La compagnie aérienne Ryanair a introduit un recours tendant à l’annulation de cette décision.

Décision inédite. Le Tribunal examine, pour la première fois, la légalité d’un régime d’aide d’État adopté en vue d’apporter une réponse aux conséquences de la pandémie de covid-19 au regard de l’article 107, paragraphe 2, sous b), du TFUE (N° Lexbase : L2404IPQ). Le Tribunal précise, en outre, l’articulation entre les règles relatives aux aides d’État et le principe de non-discrimination, en raison de la nationalité, consacré à l’article 18, paragraphe 1, du TFUE (N° Lexbase : L2484IPP), d’une part, ainsi que le principe de libre prestation des services, d’autre part.

Appréciation du Tribunal. Le Tribunal confirme, d’une part, que la pandémie de covid-19 et les mesures de restriction de transport et de confinement adoptées par la France en vue d’apporter une réponse à celle-ci constituent, dans leur ensemble, un événement extraordinaire au sens de l’article 107, paragraphe 2, sous b), du TFUE qui a causé des dommages économiques aux compagnies aériennes opérant en France. Selon le Tribunal, il n’est pas non plus contestable que l’objectif du moratoire sur le paiement des taxes est effectivement celui de remédier auxdits dommages.

Il constate, d’autre part, que la limitation du moratoire sur le paiement des taxes aux compagnies aériennes en possession d’une licence française est appropriée pour atteindre l’objectif de remédier aux dommages causés par ledit événement extraordinaire. À cet égard, le Tribunal souligne qu’en vertu du Règlement n° 1008/2008 du 24 septembre 2008 (N° Lexbase : L7127IBL), la possession d’une licence française se traduit, dans les faits, par la présence du principal établissement des compagnies aériennes sur le territoire français et par leur assujettissement à la surveillance financière et d’honorabilité des autorités françaises.

S’agissant du caractère proportionné du moratoire sur le paiement des taxes, le Tribunal souligne, en outre, que les compagnies aériennes éligibles au régime d’aide sont les plus durement touchées par les mesures de restriction de transport et de confinement adoptées par la France. L’extension dudit moratoire à des compagnies non établies en France n’aurait, en revanche, pas permis d’atteindre aussi précisément et sans risque de surcompensation l’objectif de remédier aux dommages économiques subis par les compagnies aériennes opérant en France. Au regard de ces constatations, le Tribunal confirme que l’objectif du moratoire sur le paiement des taxes satisfait aux exigences de la dérogation prévue par l’article 107, paragraphe 2, sous b), du TFUE et que les modalités d’octroi de cette aide ne vont pas au-delà de ce qui est nécessaire pour atteindre cet objectif.

Ainsi, ledit régime ne constitue pas non plus une discrimination interdite au titre de l’article 18, 1er alinéa, du TFUE.

En deuxième lieu, le Tribunal examine la décision de la Commission au regard de la libre prestation des services énoncée à l’article 56 du TFUE (N° Lexbase : L2705IPU).
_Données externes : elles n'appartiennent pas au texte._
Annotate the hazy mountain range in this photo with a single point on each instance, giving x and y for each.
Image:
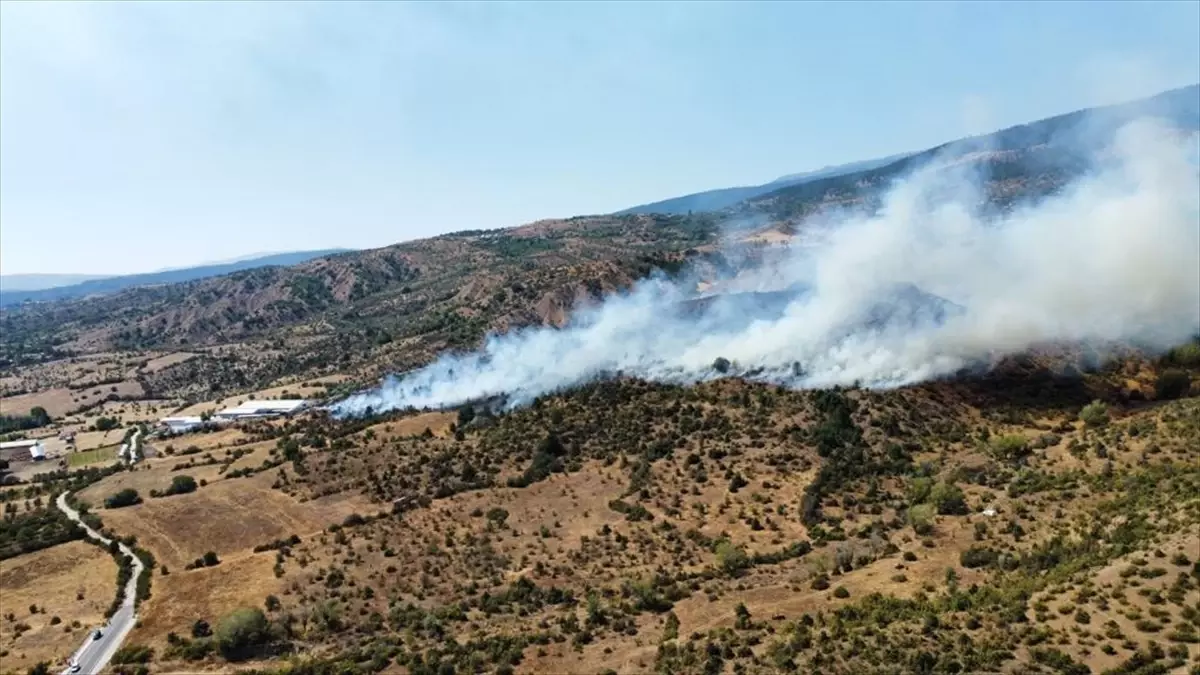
(18, 288)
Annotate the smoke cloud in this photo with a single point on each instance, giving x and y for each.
(923, 288)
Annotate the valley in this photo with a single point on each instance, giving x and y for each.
(1021, 496)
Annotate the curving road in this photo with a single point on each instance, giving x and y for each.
(95, 655)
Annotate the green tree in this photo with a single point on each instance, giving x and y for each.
(671, 631)
(1011, 447)
(741, 617)
(921, 517)
(181, 485)
(240, 631)
(948, 500)
(125, 497)
(1095, 414)
(1173, 383)
(730, 557)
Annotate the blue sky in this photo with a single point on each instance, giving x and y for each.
(138, 136)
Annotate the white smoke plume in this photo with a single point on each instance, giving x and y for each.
(921, 290)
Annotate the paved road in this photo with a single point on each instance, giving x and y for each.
(95, 655)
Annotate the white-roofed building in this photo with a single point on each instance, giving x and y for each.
(255, 410)
(16, 451)
(181, 424)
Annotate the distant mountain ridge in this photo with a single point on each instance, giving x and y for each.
(1048, 154)
(725, 197)
(1061, 135)
(101, 286)
(42, 281)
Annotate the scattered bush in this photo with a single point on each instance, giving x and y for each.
(125, 497)
(1095, 414)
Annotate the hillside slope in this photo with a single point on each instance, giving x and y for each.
(1019, 162)
(725, 197)
(12, 296)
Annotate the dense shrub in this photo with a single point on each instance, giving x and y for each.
(977, 556)
(125, 497)
(1173, 383)
(240, 632)
(1095, 414)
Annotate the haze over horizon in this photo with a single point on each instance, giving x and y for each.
(137, 137)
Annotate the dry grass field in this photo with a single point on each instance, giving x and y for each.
(229, 517)
(71, 584)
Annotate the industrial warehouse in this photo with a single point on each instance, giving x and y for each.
(243, 412)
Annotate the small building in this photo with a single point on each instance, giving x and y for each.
(23, 451)
(180, 424)
(258, 410)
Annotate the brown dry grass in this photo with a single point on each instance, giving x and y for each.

À cet égard, le Tribunal rappelle que cette liberté fondamentale ne s’applique pas telle quelle au domaine des transports, qui est soumis à un régime juridique particulier, dont relève le Règlement n° 1008/2008. Or, ce Règlement a précisément pour objet de définir les conditions d’application, dans le secteur du transport aérien, du principe de la libre prestation des services. Cependant, Ryanair n’avait allégué aucune violation dudit Règlement.
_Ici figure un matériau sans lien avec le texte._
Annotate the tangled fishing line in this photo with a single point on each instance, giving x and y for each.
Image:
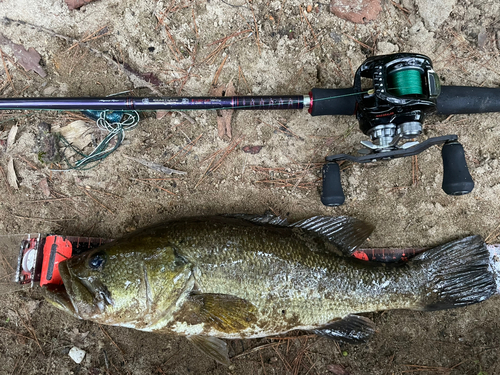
(115, 127)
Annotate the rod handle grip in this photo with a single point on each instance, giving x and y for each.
(332, 193)
(456, 177)
(332, 102)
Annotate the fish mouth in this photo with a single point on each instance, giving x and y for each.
(60, 296)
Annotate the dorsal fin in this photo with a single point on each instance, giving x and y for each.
(267, 218)
(347, 233)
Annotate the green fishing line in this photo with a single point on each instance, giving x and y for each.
(406, 82)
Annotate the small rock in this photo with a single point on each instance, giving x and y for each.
(385, 48)
(77, 354)
(482, 38)
(48, 150)
(252, 149)
(357, 11)
(49, 91)
(434, 13)
(44, 186)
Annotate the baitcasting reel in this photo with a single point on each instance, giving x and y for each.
(405, 89)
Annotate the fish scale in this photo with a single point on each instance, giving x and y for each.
(248, 276)
(276, 271)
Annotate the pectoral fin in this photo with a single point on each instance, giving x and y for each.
(346, 233)
(353, 329)
(213, 347)
(223, 312)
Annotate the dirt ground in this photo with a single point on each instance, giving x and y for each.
(273, 47)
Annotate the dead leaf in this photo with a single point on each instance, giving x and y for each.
(155, 166)
(160, 114)
(337, 370)
(75, 4)
(28, 59)
(11, 174)
(224, 116)
(44, 186)
(252, 149)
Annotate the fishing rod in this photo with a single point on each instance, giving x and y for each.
(402, 89)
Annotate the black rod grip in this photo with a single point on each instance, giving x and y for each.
(332, 194)
(456, 177)
(333, 102)
(463, 99)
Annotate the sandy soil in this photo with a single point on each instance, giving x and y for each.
(292, 52)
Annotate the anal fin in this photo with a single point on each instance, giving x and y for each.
(353, 329)
(223, 312)
(213, 347)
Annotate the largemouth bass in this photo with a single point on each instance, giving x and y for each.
(243, 276)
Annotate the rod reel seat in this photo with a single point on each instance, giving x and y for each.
(404, 90)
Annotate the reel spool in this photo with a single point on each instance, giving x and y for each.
(405, 89)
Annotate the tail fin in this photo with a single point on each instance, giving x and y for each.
(458, 274)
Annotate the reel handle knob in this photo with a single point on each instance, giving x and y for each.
(332, 194)
(456, 177)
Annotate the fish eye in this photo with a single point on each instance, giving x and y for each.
(97, 261)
En troisième lieu, le Tribunal rejette le moyen selon lequel la Commission aurait commis une erreur manifeste dans l’appréciation de la valeur de l’avantage attribué aux compagnies aériennes bénéficiant du moratoire sur le paiement des taxes. Il rejette, enfin, comme non-fondé le moyen tiré d’une prétendue violation de l’obligation de motivation et constate qu’il n’est pas nécessaire d’examiner le bien-fondé du moyen tiré d’une violation des droits procéduraux dérivés de l’article 108, paragraphe 2, du TFUE.
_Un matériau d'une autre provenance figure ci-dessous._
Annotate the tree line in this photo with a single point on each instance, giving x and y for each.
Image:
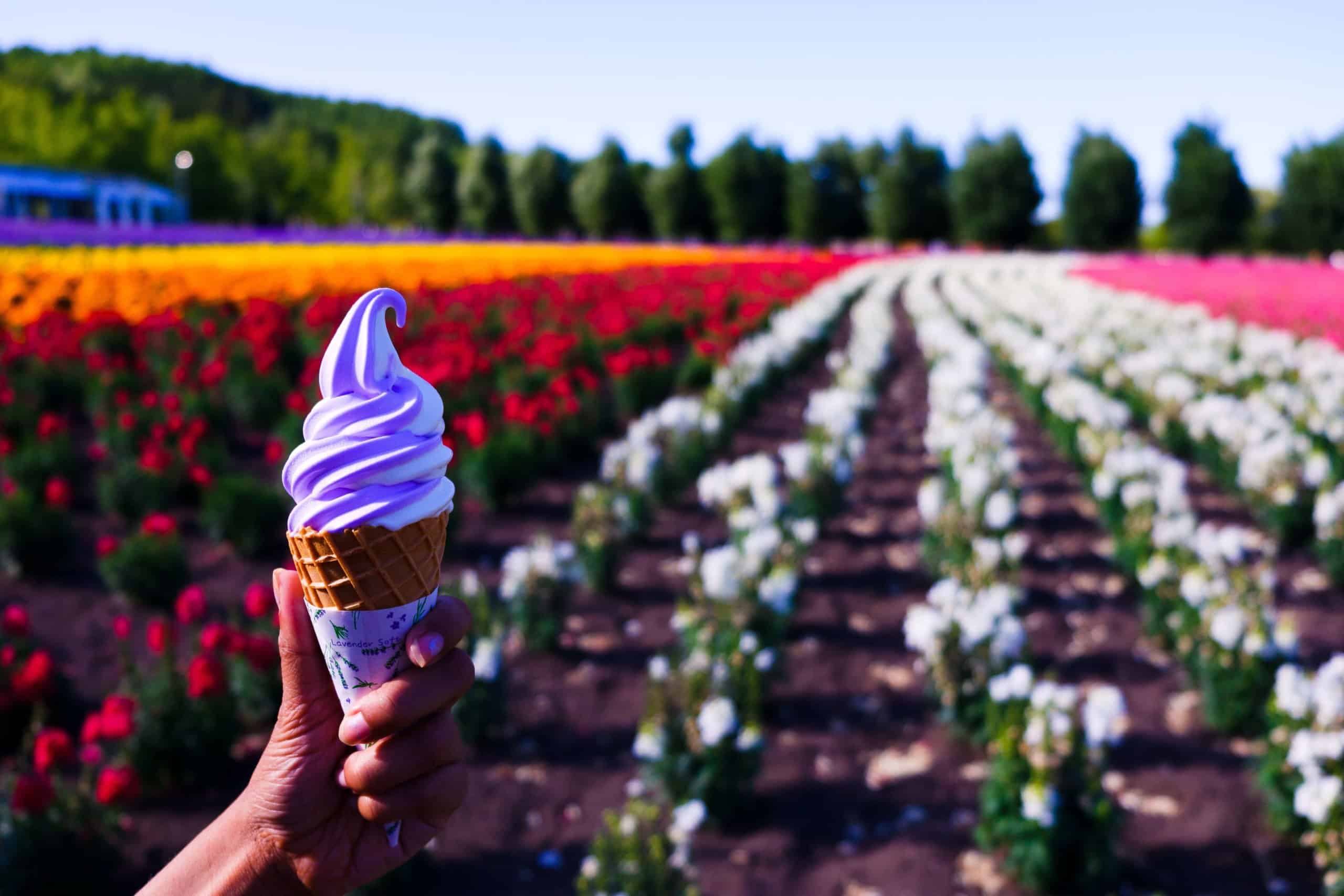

Autre décision (Suède). Dans une autre décision du 17 février 2021, le Tribunal juge identiquement que le régime de garanties de prêts mis en place par la Suède pour soutenir les compagnies aériennes titulaires d’une licence d’exploitation suédoise dans le cadre de la pandémie de covid-19 et destiné à remédier à la perturbation grave de l’économie de cet État membre est conforme au droit de l’Union (Trib. UE, 17 février 2021, aff. T-238/20 N° Lexbase : A18534H4).